From the start of the treatment to the respective day of flowering, we monitored rosette growth by taking photos from above of each plant individually. In these images, we separated the rosette from its background by removing the blue and red color filters and increasing contrast in the green channel in Adobe Photoshop®. Then, images were manually cropped and transformed into binary format using ImageJ. Projected rosette leaf area (RA; mm2) was calculated from binary images with the open source ImageJ Plugin Rosette Tracker (De Vylder et al., 2012).

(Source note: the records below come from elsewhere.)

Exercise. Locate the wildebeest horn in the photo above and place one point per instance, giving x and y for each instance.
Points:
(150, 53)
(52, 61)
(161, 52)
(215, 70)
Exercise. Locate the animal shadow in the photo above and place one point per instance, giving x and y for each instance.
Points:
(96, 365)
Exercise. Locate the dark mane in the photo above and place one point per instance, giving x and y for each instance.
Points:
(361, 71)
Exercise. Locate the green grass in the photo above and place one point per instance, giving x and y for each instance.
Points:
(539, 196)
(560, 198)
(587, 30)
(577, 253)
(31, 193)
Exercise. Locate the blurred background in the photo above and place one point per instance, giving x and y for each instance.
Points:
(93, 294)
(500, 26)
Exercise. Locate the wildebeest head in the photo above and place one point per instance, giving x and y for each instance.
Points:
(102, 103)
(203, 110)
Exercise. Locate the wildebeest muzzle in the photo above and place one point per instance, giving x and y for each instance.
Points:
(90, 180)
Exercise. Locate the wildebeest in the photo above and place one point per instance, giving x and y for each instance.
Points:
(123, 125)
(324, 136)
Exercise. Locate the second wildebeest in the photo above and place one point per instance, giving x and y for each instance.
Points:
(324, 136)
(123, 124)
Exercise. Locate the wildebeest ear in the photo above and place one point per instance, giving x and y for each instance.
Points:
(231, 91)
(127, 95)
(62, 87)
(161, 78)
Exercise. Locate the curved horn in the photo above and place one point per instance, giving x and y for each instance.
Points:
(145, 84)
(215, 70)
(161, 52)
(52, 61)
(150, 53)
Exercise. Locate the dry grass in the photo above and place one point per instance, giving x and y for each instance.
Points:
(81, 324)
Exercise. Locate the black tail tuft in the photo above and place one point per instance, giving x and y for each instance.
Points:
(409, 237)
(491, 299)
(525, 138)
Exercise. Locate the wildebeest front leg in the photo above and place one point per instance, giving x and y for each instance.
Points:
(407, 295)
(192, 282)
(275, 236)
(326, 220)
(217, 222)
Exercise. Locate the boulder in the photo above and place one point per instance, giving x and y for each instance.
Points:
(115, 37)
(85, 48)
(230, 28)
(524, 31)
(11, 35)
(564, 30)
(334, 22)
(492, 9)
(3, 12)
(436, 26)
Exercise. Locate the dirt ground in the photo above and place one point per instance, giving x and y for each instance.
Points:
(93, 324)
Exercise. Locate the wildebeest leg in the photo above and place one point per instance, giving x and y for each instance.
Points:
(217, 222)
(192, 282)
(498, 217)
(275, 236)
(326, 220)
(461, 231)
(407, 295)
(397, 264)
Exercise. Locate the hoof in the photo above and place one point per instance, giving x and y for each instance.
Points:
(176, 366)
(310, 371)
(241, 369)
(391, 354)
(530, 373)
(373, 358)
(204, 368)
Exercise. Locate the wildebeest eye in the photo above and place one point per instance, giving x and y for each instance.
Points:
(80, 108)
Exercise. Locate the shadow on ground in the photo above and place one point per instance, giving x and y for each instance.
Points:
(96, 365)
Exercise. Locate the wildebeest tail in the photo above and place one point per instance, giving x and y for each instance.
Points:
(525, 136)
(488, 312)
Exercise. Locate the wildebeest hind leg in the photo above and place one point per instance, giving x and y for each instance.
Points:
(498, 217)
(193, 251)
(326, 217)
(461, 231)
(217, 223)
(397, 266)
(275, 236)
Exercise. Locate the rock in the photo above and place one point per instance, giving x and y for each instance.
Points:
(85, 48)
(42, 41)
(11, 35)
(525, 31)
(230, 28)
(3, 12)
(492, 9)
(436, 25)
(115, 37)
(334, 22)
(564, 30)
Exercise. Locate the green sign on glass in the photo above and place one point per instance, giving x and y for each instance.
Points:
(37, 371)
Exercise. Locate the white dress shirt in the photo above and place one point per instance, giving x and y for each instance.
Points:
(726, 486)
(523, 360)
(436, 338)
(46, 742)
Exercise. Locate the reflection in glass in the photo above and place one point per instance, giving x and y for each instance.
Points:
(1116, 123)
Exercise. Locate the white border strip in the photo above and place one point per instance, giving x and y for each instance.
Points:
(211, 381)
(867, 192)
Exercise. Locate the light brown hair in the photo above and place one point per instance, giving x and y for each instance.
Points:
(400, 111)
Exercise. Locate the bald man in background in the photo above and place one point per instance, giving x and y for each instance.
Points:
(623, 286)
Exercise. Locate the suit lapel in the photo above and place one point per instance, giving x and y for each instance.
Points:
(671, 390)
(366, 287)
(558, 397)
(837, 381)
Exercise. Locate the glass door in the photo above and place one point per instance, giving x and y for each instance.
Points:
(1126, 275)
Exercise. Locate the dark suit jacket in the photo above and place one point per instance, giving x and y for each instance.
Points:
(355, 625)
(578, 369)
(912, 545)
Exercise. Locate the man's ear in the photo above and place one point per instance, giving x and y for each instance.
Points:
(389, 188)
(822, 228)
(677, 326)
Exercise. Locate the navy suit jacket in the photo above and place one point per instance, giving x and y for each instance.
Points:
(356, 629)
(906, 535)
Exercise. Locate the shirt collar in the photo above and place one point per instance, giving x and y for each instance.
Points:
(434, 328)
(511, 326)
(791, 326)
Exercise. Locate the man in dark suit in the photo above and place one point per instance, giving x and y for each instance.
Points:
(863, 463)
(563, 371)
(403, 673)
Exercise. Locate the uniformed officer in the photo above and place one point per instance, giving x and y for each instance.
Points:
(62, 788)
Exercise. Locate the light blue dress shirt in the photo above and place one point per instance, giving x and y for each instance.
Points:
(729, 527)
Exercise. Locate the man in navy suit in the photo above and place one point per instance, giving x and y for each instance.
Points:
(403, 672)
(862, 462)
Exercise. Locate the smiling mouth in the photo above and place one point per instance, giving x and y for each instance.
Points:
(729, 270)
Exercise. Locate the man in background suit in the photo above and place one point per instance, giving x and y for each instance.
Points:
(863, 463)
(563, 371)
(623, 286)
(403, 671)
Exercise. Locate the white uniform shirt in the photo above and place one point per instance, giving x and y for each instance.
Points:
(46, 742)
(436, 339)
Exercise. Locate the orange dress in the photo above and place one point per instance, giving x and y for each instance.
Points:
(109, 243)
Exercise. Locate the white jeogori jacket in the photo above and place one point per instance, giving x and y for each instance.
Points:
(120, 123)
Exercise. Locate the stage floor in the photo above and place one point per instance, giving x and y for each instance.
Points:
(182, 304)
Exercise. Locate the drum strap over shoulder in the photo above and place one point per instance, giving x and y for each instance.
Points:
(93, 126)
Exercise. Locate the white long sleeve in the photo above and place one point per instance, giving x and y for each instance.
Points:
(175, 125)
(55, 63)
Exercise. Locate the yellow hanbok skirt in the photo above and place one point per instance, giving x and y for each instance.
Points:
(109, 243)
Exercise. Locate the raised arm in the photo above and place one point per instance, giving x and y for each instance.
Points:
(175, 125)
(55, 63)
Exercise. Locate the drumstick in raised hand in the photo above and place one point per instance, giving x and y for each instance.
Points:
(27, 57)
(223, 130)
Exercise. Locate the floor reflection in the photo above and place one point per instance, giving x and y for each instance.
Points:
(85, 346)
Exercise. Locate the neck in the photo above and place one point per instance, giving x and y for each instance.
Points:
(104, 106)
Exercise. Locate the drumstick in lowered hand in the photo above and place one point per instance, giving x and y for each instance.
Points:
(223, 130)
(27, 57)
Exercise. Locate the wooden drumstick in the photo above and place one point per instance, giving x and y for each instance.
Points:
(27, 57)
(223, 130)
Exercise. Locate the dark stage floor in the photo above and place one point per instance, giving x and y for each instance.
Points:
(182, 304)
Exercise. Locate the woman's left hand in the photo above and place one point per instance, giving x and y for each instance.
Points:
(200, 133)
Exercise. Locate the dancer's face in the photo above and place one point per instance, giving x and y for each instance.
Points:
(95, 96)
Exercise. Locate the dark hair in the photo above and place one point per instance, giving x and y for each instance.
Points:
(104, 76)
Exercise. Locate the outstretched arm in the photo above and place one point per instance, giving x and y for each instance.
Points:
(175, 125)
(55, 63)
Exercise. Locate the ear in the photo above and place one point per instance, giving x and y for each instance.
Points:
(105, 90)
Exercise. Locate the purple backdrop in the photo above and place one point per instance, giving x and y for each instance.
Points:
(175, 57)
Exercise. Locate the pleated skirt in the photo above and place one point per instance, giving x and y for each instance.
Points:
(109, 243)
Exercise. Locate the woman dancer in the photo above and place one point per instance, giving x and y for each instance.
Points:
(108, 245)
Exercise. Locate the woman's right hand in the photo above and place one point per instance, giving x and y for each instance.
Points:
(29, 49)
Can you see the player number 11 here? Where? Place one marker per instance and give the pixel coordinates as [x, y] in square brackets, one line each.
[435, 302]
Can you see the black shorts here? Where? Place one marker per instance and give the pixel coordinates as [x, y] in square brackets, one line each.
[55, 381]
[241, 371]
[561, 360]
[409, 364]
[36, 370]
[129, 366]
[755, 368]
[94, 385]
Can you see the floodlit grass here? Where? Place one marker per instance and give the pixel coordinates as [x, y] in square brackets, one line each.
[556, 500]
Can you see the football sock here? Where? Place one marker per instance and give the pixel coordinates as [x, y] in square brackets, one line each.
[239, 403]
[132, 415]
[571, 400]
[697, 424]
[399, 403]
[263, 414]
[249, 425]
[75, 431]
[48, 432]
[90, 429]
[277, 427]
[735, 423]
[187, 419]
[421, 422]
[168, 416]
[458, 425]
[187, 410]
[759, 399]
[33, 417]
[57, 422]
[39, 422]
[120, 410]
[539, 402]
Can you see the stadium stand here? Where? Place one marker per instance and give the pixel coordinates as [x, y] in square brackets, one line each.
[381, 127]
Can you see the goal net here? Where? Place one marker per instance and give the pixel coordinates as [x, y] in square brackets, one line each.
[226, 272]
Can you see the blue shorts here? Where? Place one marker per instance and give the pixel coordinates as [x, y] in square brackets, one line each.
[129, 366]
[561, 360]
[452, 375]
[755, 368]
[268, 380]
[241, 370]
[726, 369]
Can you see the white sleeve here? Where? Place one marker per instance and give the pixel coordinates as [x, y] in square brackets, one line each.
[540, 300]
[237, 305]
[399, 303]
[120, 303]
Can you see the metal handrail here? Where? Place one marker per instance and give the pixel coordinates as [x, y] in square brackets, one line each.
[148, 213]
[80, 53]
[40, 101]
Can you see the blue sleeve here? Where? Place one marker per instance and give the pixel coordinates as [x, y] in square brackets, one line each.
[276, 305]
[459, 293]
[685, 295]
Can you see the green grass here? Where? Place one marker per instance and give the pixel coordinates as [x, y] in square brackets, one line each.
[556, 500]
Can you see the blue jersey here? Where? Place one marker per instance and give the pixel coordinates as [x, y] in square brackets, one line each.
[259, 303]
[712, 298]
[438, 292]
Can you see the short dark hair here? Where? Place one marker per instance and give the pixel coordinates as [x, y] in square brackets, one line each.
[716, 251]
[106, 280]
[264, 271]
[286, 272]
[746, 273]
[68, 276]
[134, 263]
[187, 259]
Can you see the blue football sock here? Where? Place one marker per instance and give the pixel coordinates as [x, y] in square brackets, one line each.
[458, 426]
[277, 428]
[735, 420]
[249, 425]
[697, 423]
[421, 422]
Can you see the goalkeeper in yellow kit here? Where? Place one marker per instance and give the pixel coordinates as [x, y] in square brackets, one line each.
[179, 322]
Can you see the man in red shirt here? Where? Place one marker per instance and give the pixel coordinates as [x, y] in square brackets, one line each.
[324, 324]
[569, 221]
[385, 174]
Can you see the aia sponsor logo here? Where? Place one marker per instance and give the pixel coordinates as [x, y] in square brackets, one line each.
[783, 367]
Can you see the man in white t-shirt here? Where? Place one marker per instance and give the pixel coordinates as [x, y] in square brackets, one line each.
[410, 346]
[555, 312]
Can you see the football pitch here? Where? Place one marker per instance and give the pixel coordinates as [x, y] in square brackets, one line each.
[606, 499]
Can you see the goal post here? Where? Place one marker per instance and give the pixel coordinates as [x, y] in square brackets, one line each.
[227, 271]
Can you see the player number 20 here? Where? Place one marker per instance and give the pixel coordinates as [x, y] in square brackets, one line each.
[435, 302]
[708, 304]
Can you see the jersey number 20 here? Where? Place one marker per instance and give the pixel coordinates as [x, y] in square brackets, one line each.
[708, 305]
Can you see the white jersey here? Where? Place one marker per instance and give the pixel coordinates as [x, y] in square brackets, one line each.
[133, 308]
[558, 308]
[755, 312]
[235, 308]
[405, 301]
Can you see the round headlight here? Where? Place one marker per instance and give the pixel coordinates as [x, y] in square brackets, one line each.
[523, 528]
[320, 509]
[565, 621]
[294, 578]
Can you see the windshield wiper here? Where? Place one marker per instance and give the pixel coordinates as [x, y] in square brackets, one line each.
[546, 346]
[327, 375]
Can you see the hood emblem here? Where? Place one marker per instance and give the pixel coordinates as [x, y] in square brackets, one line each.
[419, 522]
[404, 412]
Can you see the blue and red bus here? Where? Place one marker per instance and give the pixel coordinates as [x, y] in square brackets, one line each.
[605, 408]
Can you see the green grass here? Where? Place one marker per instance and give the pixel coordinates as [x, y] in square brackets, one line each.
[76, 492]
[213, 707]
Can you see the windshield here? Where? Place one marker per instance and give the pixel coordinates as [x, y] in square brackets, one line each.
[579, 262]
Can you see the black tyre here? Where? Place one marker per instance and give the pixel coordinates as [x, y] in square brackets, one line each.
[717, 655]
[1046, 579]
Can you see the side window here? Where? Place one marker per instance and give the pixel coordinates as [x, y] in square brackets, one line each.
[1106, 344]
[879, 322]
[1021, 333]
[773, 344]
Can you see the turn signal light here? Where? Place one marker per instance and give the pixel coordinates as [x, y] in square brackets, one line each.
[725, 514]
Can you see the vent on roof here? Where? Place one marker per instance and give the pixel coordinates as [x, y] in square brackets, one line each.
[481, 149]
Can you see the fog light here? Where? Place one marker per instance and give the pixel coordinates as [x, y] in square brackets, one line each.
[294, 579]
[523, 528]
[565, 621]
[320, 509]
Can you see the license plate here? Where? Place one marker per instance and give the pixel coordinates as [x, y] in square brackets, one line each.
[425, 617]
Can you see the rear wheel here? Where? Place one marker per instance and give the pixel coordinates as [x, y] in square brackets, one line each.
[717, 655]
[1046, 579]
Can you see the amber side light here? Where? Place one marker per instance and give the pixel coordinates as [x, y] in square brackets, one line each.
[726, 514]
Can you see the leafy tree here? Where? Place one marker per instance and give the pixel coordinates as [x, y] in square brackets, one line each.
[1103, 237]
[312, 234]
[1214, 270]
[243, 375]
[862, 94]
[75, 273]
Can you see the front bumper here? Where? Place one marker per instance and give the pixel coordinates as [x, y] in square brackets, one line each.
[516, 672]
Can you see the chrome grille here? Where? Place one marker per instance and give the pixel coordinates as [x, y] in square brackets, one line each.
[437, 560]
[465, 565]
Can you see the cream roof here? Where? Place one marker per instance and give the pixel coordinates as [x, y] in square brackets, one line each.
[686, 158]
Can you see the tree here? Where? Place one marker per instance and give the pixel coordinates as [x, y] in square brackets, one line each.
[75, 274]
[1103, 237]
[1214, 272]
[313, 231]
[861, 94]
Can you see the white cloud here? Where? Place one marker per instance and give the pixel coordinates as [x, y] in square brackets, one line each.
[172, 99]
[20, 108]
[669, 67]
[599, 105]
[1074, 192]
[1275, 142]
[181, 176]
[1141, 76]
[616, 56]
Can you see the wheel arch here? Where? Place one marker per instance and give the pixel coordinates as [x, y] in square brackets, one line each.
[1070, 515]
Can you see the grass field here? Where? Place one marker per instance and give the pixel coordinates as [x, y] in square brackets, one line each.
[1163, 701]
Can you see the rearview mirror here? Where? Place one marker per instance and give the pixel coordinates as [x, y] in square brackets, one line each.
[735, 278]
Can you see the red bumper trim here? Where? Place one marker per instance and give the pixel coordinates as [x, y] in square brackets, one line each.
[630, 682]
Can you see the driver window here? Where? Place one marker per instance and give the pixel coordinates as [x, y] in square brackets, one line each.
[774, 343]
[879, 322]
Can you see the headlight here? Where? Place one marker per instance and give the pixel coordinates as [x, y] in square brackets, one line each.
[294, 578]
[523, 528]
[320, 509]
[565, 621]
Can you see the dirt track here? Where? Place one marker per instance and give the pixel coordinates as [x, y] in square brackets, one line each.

When a plant started flowering, its final projected rosette area, flowering time (FT; in days after sowing) and total leaf number (LN; rosette plus cauline leaves) were recorded. Leaf production rate (LPR; leaves per day) was calculated as the ratio LN/FT. As a proxy for fitness, seed yield (YLD; mg/plant) was measured after complete plant ripening. To determine only the effect of water deficit that occurred during the vegetative phase on YLD, drought stressed plants were grown in ww condition from flowering until complete seed set. The relative response to drought for each parameter was calculated as follows: Response = (trait value in wd—trait value in ww)/trait value in ww.
FLC expression analysis
For analyzing FLC expression we used plants grown simultaneously with the plants of the NIL drought experiment described above. All above ground tissues were harvested for each plant 21 days after sowing. Tissue from two plants was pooled for each of three biological replicates. RNA was extracted using Trizol (Ambion® TRIzol® RNA Isolation Reagent, Life Technologies) and transcribed into cDNA using Super Script® II Reverse Transcriptase (Invitrogen). Quantitative RT-PCR was performed on a CFX384 Touch™ Real-Time PCR Detection System (Biorad) using SYBR Green dye (iQ™ SYBR® Green Supermix, Biorad) and the following FLC specific primers: F-primer: 5′-CCGAACTCATGTTGAAGCTTGTTGAG-3′, R-primer: 5′-CGGAGATTTGTCCAGCAGGTG-3′. Expression values were determined using the standard curve method and normalized to the expression of PP2A (F-primer: 5′-TAACGTGGCCAAAATGATGC-3′, R-primer: 5′- GTTCTCCACAACCGCTTGGT-3′). Normalized expression was averaged for three biological replicates each analyzed in three technical replicates.
Statistical methods
Data for flowering time (FT), leaf number at flowering (LN) and rosette area (RA) in well watered (ww), and water deficit (wd) conditions for the Ler x An-1 RIL population was obtained from the PHENOPSIS DB (http://bioweb.supagro.inra.fr/phenopsis/; Fabre et al., 2011). In most cases, four replicates of each RIL were present in each treatment (range from 0 to 4 replicates, mean of 3.73 and median of 4). Values for each individual plant were collected at the time of flowering. To this dataset, we added leaf production rate (LPR) as LN/FT for each individual plant.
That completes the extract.